Determining coefficient of kinetic friction help

[riseofphoenix]

A 3.40 kg block is pushed along the ceiling with a constant applied force of 85.0 N that acts at an angle of 55.0° with the horizontal, as in the figure below. The block accelerates to the right at 6.00 m/s². Determine the coefficient of kinetic friction between block and ceiling.

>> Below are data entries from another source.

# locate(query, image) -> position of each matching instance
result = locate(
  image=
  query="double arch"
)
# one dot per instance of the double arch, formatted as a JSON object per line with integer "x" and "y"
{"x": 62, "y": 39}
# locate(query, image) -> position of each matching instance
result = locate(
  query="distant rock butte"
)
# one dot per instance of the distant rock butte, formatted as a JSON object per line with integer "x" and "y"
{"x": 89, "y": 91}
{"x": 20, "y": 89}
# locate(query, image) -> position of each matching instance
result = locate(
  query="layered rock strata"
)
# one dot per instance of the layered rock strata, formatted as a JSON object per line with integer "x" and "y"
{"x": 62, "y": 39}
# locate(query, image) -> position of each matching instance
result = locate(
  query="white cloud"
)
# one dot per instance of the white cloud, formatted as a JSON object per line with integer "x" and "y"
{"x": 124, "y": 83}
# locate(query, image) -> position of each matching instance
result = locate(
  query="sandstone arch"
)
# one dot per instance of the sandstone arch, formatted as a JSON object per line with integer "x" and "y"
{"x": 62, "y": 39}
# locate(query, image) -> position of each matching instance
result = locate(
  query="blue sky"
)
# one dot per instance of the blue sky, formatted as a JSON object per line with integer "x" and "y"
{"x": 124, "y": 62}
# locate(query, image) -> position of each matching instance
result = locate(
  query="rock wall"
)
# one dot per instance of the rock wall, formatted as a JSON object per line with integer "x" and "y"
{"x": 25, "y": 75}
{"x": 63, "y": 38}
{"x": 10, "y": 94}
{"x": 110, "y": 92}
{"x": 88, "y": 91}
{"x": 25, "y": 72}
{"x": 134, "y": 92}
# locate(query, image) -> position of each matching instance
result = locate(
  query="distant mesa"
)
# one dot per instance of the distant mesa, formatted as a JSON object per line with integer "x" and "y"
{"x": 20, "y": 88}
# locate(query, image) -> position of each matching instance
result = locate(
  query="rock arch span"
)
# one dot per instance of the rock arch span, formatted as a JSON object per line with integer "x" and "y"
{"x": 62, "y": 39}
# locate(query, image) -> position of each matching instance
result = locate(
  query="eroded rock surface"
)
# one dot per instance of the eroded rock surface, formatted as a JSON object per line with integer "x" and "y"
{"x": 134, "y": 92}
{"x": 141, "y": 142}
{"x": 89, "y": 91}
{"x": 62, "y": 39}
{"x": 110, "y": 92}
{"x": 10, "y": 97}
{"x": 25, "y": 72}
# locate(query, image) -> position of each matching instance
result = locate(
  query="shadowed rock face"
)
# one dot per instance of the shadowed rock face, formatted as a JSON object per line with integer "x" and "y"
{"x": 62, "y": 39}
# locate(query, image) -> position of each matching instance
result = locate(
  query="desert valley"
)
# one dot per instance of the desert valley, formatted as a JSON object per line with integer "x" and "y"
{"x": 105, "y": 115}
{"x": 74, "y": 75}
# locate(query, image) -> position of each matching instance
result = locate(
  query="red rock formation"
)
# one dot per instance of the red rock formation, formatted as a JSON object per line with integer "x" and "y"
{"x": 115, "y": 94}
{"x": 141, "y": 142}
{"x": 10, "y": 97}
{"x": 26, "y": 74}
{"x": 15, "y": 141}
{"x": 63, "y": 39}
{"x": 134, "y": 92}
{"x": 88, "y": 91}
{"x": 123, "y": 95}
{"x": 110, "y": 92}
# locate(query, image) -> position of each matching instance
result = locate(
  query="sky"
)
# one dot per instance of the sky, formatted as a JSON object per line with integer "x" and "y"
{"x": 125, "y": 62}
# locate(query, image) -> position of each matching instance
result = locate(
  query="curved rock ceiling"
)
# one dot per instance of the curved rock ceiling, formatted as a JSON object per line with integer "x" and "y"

Ugghhh so... this is what I did...

F = 85.0 N
m = 3.40 kg
a = 6.00 m/s²
f_k = μ_kn

1) Forces in the x-direction:
F cos θ
f_k (kinetic friction)

Forces in the y-direction:
F sin θ
n (normal force)

2) Sum of forces

ƩF_x = F cos θ + f_k = 0
ƩF_y = F sin θ + n = 0
ƩF_y = F sin θ + n = 0
ƩF_y = n = -F sin θ

3) ƩF_x = F cos θ + μ_kn = 0
3) ƩF_x = F cos θ + μ_k(-F sin θ) = 0
3) ƩF_x = F cos θ + μ_k(-F sin θ) = 0
3) ƩF_x = 85 cos 55 - μ_k(85 sin 55) = 0
3) ƩF_x = 85 cos 55 = μ_k(85 sin 55)
3) ƩF_x = (85 cos 55)/(85 sin 55) = μ_k
3) ƩF_x = 0.700 = μ_k

So I got this wrong, the answer is actually 0.781 (?)

I don't know what to do!

 

[azizlwl]

A 3.40 kg block is pushed along the ceiling with a constant applied force of 85.0 N that acts at an angle of 55.0° with the horizontal, as in the figure below. The block accelerates to the right at 6.00 m/s2. Determine the coefficient of kinetic friction between block and ceiling
-----------------------
It is accelerating, net Fx not zero.
The force applied is pressing the block to the ceiling. The weight is pulling it away.
I got this value - 0.78093138

 

[riseofphoenix]

A 3.40 kg block is pushed along the ceiling with a constant applied force of 85.0 N that acts at an angle of 55.0° with the horizontal, as in the figure below. The block accelerates to the right at 6.00 m/s2. Determine the coefficient of kinetic friction between block and ceiling
-----------------------
It is accelerating, net Fx not zero.
The force applied is pressing the block to the ceiling. The weight is pulling it away.
I got this value - 0.78093138

So is it supposed to be this?

ƩFx = F cos θ + μ_kn = 6

85 cos 55 + μ_k(-85 sin 55) = 6
85 cos 55 - μ_k(85 sin 55) = 6
85 cos 55 = 6 + μ_k(85 sin 55)
48.75 - 6 = 69.62μ_k
42.75/69.62 = μ_k
0.614 = μ_k

-____-

I didn't get that answer!
Can you please show me what you did?

 

[riseofphoenix]

Force of kinetic friction:
f_k = μ_kn

Horizontal force of acceleration in the x-direction/Value of the bottom leg of the triangle:
F_{acceleration-x} = F_a(cos θ)
F_{acceleration-x} = 85(cos 55)
F_{acceleration-x} = 48.75 N

Normal force n (value of the upright, vertical leg of the triangle):
n = F_{acceleration-y}(sin θ) + mg
n = 85(sin 55) + (3.40 kg)(6.00 m/s²)
n = 69.62 + 20.4
n = 90.02 N

f_k = μ_kn
48.75 = μ_k(90.02)
48.75/90.02 = μ_k
0.541 = μ_k

aksjflkjadsfjds -____-
Help?

 

[riseofphoenix]

A 3.40 kg block is pushed along the ceiling with a constant applied force of 85.0 N that acts at an angle of 55.0° with the horizontal, as in the figure below. The block accelerates to the right at 6.00 m/s2. Determine the coefficient of kinetic friction between block and ceiling
-----------------------
It is accelerating, net Fx not zero.
The force applied is pressing the block to the ceiling. The weight is pulling it away.
I got this value - 0.78093138

You were completely wrong.
Net force doesn't equal 6.
Thanks for nothing.

 

[azizlwl]

You were completely wrong.
Net force doesn't equal 6.
Thanks for nothing.

I not sure whether you read the question.
I just copy and paste the original question you posted and just underlined it.

 

[azizlwl]

A 3.40 kg block is pushed along the ceiling with a constant applied force of 85.0 N that acts at an angle of 55.0° with the horizontal, as in the figure below. The block accelerates to the right at 6.00 m/s². Determine the coefficient of kinetic friction between block and ceiling.

Here your original question and i underlined it.